Frequently Asked Questions and Solutions

❓ Image/file download failed, but there is no log alarm

Cause: The default Pipeline will ignore a single download failure and will only throw it when all URLs in the Item fail.DropItem

Solution:

  • Added when the crawler is running--logfile=scrapy.log, then view the DEBUG level log and searchFile (images) download error
  • can also be rewrittenmedia_failedMethod to proactively log failed URLs and reasons.
def media_failed(self, failure, request, info):
    self.logger.error(f'下载失败: {request.url} - {failure.value}')
    # 可选:将失败 URL 存入数据库或文件供后续重试

❓ Customized file names still appear overwritten

Cause: The file name generation rules are not unique enough, such as multiple ItemidDuplicate, or timestamp/hash not included.

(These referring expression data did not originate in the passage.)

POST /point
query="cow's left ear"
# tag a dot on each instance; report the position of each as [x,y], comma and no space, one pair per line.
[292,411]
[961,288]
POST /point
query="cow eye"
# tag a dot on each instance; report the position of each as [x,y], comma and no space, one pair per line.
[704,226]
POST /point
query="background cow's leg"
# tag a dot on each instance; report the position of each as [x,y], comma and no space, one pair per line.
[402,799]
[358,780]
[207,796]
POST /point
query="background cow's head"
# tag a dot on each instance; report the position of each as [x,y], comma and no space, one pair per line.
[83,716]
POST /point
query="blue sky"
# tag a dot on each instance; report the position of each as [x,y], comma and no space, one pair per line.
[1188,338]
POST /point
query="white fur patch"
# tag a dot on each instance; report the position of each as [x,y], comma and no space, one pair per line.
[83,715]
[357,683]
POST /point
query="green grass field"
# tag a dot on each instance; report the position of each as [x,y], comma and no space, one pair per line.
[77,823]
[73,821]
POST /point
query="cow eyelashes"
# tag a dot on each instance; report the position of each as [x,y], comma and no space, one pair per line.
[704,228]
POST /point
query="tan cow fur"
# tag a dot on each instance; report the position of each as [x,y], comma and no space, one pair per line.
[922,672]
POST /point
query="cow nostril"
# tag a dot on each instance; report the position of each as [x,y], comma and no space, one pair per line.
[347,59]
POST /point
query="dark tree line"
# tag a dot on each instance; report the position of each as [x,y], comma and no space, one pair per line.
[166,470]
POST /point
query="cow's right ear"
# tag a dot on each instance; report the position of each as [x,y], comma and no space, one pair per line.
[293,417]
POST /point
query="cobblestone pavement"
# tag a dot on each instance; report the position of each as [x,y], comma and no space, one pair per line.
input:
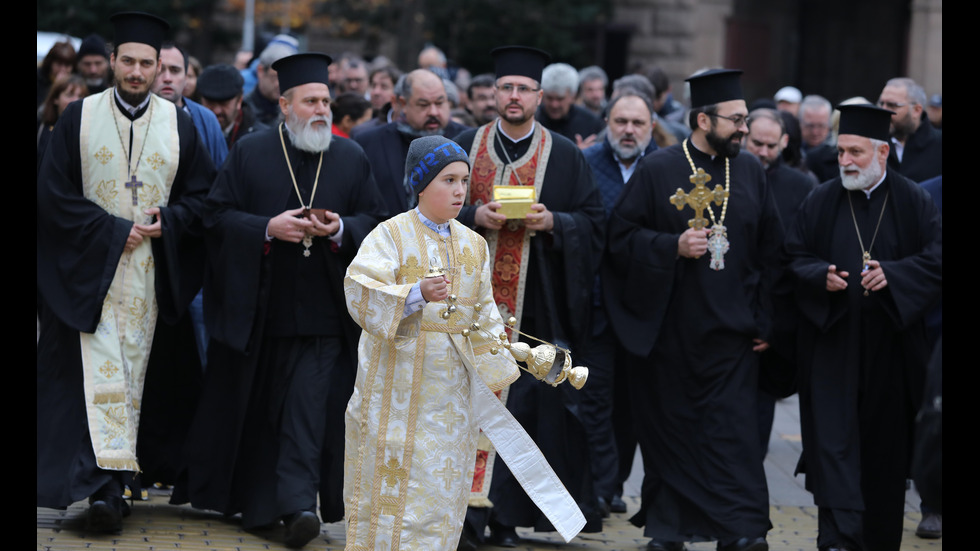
[155,525]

Solution: When splicing the file name, add at least a combination of timestamp + Item unique ID + URL short hash (first 8 digits).

from hashlib import sha1

url_hash = sha1(request.url.encode()).hexdigest()[:8]
file_name = f"{timestamp}-{item_id}-{url_hash}-{original_name}"

❓ The image cache has expired and I don’t want to download it again. I want to keep it permanently.

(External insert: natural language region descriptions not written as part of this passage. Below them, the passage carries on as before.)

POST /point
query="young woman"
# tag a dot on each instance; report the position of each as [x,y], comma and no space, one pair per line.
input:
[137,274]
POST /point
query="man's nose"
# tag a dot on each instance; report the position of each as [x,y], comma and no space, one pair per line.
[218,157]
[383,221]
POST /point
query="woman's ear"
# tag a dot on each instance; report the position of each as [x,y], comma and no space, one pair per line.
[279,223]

reason:IMAGES_EXPIRES / FILES_EXPIRESSet too short.

Solution: Set the expiration number to a maximum value, for example36500days (100 years), or no limit at all (set to0means never expires, but the official Scrapy documentation recommends using a larger value to avoid accidental cleanup).

IMAGES_EXPIRES = 36500   # 约 100 年

❓ Memory explosion or process crash when processing large images

Reason: There is no limit on image size or memory, and large images are loaded and scaled at one time.

Solution:

  • existconvert_imageLimit the maximum size, for example, if the width or height exceeds 2048px, it will be scaled proportionally.
  • Actively release intermediate variables (although Python has GC, it actively releases intermediate variables when dealing with large objects)delcan speed up recycling).
MAX_SIZE = 2048

def convert_image(self, image, size=None):
    # 限制最大尺寸
    if max(image.size) > MAX_SIZE:
        image.thumbnail((MAX_SIZE, MAX_SIZE), Image.Resampling.LANCZOS)
    
    # ... 其他处理
    return image

❓ After the thumbnail is generated, the original image still exists in the full directory. If you want to keep only the thumbnail

By default, the Pipeline will retain the original image at the same time. If you want to retain only the thumbnail image (not the original image), you can override it.item_completedMethod, manually delete the original image file after the processing is completed.

import os
from scrapy.pipelines.images import ImagesPipeline

class ThumbOnlyPipeline(ImagesPipeline):
    def item_completed(self, results, item, info):
        # results 是 [(success, image_info), ...] 的列表
        for ok, image_info in results:
            if ok:
                # 删除原图
                original_path = os.path.join(self.store.basedir, image_info['path'])
                if os.path.exists(original_path):
                    os.remove(original_path)
        return item

⚠️ Note: This approach means that you abandon the original image and must re-download it when you need the original image again. Please weigh based on actual business.


Write at the end

ImagesPipelineandFilesPipelineIt is a gift from Scrapy to multimedia crawler developers. Master them well, and you can quickly set up a robust resource download pipeline and focus on data extraction and business logic. Combined with techniques such as custom file names, anti-anti-crawling request headers, and unified formats, it can fully meet the needs of most production environments.

If you encounter other thorny problems in practice, you might as well look back at the official documentation, or print it in the codeinfo.spiderRelated properties, Scrapy's Pipeline is far more powerful and flexible than it seems. I wish you worry-free crawler downloading!

📌 Extended reading: Next, you can learn about Item Pipeline 的更多玩法 and how to 清洗与校验 the downloaded data.